He lights up his third cigarette—he chain-smokes—in ten minutes, and through the poisonous haze of his Java Gold looks me right in the eye. His eyes are brown, but his look is icy, colder than the ocean. Our staring match has been going on for more than two months, ever since I came to work for him. That is, became the junior agent in the property crimes department of the Bogorodskoe Internal Affairs Department of the Eastern District Internal Affairs Department of the Moscow Main Internal Affairs Department. It all happened so suddenly, it wasn’t my doing, but that’s beside the point today, the subject of a whole separate novel. I’ve been a bad boy. I’m twenty-four and my very smallest tattoo, a huge kraken devouring the world, starts at my right ankle and ends at my left ear. I spent all the money I made seven years ago—when me and the boys drowned this drug dealer, a guy in our class, holding him by the leg in the Yauza—on this tat. That was when I suddenly developed my acute sense of righteousness: I was able to convince everyone that selling drugs was very bad. We forced that monster to promise not to do it anymore and then took his money before finishing him off. To teach him a lesson. Then there were the ladies. We swept the district clean of pimps, small-time profiteers, and fences, but at some point the guys stopped me. Actually, it was too late. I’d turned myself into one big walking sign, a yakuza out of a Takeshi Kitano nightmare. Twigs, leaves, branches, Celtic knot, and Japanese dragons—all the world’s evil spirits battled it out on my body for the right to a free millimeter of skin. What was going on a little bit deeper inside me—well, best not to even try to understand that.
I had only two options left, and I chose the wrong one. Now I’m an agent, a puny sergeant with a regulation cannon, in puny Bogorodskoe Internal Affairs, where druggies steal drills from construction sites, and druggies rape druggies, sometimes without even being clear about their victim’s gender, and druggies kill druggies to get themselves a little heroin—drugs aren’t just born under tram tracks after all. And tracks are the only thing (if you don’t count druggies, of course) we have an abundance of in our district.
Nikolai Petrovich is sitting in his white shirt across from me smoking his fourth cigarette. Today’s kind of like a holiday for him. After the obligatory five years, they made him a major. He’s on duty, but there hasn’t been anyone at all on Boitsovaya Street, where our department is, for the last few hours. Even the lunatics are lying low. Pretty soon we’ll go out and celebrate his stars. Fuck every living thing.
I light up my second and look at Voronov. He’s relaxing. A meter and a half from us, behind the door, the perps and vics—all jumbled together—await their fate on the sagging vinyl bench in the corridor.
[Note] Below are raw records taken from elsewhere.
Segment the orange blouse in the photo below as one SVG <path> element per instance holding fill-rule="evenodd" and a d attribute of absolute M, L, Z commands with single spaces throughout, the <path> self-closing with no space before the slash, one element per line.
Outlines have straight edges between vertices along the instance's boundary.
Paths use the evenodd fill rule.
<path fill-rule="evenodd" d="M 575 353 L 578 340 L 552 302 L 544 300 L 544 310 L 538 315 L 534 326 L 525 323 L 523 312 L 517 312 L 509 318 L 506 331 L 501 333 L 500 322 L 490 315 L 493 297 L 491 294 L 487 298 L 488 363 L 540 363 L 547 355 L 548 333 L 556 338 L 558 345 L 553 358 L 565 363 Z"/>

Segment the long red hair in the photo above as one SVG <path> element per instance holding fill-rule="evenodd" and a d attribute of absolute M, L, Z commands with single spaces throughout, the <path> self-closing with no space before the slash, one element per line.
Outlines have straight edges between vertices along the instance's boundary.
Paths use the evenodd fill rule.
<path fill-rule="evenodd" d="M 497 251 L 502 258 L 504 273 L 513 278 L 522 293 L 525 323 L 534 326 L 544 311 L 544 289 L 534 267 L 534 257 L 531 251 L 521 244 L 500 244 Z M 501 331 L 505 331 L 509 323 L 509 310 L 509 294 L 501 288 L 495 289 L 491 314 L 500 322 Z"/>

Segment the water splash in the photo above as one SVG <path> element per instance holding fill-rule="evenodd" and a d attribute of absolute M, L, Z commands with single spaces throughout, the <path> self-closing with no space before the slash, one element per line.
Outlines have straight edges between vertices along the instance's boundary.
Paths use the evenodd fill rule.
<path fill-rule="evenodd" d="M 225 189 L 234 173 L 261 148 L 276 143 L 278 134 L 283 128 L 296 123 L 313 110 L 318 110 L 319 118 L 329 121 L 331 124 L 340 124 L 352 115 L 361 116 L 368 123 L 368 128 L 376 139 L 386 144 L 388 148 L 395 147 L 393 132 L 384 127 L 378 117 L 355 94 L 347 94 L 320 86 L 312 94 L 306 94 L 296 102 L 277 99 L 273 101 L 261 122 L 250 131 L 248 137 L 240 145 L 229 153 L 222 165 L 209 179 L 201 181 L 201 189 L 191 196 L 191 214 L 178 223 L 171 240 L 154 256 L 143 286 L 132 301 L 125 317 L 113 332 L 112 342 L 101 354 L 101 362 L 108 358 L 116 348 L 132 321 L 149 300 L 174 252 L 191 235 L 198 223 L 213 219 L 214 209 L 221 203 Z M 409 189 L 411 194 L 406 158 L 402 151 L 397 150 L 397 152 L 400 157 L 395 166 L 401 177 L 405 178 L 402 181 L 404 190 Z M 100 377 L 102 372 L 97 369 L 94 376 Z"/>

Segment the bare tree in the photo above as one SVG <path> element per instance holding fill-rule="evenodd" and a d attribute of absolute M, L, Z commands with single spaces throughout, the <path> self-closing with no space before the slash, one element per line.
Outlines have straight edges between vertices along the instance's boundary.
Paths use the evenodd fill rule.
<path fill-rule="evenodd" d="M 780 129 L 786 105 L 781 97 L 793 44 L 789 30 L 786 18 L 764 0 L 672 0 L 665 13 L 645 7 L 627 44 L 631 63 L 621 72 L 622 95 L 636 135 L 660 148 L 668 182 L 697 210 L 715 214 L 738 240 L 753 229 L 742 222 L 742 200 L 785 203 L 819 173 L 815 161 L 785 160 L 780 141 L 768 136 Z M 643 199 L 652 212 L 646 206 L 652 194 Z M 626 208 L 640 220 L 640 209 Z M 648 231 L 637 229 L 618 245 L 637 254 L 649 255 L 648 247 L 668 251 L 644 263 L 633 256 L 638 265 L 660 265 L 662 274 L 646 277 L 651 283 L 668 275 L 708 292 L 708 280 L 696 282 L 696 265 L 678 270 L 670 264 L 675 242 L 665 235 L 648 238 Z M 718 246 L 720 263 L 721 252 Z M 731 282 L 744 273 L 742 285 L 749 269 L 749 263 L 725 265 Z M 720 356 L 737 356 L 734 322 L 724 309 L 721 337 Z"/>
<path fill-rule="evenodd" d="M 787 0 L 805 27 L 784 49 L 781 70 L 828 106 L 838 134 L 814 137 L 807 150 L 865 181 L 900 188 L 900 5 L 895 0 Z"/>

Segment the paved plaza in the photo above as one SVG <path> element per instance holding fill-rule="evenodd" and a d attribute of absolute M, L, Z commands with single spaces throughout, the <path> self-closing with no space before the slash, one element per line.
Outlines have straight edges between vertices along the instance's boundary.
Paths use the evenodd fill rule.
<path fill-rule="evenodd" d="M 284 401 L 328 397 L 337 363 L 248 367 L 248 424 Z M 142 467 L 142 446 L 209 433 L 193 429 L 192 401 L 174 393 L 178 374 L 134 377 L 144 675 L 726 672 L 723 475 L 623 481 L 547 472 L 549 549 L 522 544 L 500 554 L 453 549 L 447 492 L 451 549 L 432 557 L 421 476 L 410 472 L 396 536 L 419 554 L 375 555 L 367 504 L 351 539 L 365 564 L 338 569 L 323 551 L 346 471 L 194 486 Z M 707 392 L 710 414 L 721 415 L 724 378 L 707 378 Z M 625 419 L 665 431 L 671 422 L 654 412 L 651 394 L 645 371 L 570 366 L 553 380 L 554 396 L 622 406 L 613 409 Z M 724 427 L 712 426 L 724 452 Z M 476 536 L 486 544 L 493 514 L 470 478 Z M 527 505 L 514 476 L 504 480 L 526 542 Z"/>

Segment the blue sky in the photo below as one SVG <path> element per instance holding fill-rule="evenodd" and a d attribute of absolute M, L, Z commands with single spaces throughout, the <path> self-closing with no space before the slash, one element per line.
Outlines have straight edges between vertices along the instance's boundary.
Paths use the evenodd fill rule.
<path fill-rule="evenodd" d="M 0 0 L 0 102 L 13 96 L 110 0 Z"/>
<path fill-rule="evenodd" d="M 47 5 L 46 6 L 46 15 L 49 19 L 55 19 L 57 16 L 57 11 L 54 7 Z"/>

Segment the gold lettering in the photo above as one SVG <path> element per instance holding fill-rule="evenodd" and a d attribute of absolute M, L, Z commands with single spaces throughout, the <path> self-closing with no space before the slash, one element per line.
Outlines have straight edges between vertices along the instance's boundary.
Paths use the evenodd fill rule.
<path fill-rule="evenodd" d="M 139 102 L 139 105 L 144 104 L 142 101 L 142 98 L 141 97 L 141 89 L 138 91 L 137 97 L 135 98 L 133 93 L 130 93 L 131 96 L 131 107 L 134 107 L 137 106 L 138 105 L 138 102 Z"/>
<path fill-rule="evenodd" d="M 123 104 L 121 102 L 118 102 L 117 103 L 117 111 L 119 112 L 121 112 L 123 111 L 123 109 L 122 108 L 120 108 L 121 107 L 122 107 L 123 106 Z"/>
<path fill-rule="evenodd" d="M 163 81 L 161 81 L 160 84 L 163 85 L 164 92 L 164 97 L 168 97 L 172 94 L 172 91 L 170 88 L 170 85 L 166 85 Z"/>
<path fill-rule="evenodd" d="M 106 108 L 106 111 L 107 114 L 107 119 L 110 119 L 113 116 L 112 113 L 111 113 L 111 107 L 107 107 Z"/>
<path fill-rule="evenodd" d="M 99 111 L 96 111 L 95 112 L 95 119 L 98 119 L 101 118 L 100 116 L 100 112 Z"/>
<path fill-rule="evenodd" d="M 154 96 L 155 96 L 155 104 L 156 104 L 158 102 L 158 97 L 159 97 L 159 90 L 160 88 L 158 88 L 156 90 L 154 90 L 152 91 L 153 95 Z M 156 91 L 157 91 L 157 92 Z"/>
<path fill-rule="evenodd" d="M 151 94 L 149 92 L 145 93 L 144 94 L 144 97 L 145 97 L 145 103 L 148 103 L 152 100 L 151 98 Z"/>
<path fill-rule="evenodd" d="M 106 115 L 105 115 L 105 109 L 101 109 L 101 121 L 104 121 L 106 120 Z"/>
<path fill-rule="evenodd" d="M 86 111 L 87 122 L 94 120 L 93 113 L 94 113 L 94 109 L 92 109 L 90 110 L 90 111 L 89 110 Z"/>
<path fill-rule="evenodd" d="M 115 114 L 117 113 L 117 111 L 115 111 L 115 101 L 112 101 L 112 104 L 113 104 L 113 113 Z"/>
Soon Nikolai Petrovich, a king in his white shirt, with two nonregulation guns in his tan underarm holster, will start seeing them. He’ll punish and pardon.
But for now he’s sprinkling some nasty Nescafé some broken Hindu brought him from the market early this morning into his cup. Voronov sprinkles in one spoonful. Two. Three. He pauses for a moment over the fourth and then throws that in too, with the decisiveness of Alexander the Great. Oh, and seven lumps of sugar. A stream of boiling water, a dirty spoon, the first noisy swallow. The agent lights up again and leans back in his chair, which is worn down to the veneer. He closes his eyes, takes a drag, and releases the smoke. Then—with just his eyelids—he gives me the order: Go. I open the door for the first time that night.
I cautiously slap the first petitioner on the cheeks. He’s been sitting there for a long time. Neighbors relieved him of the nice new TV in his room in a communal apartment on Otkrytoe Highway. Voronov has already warned me we’d be rejecting his appeal. This vic will never see a criminal case. He was born to suffer, to be a vic. I’m learning to be like Nikolai Petrovich. Why do you think the street our department’s located on is called Boitsovaya—Fight Street? Pretty strong people live and work here on Boitsovaya. To be blunt, they don’t have much choice.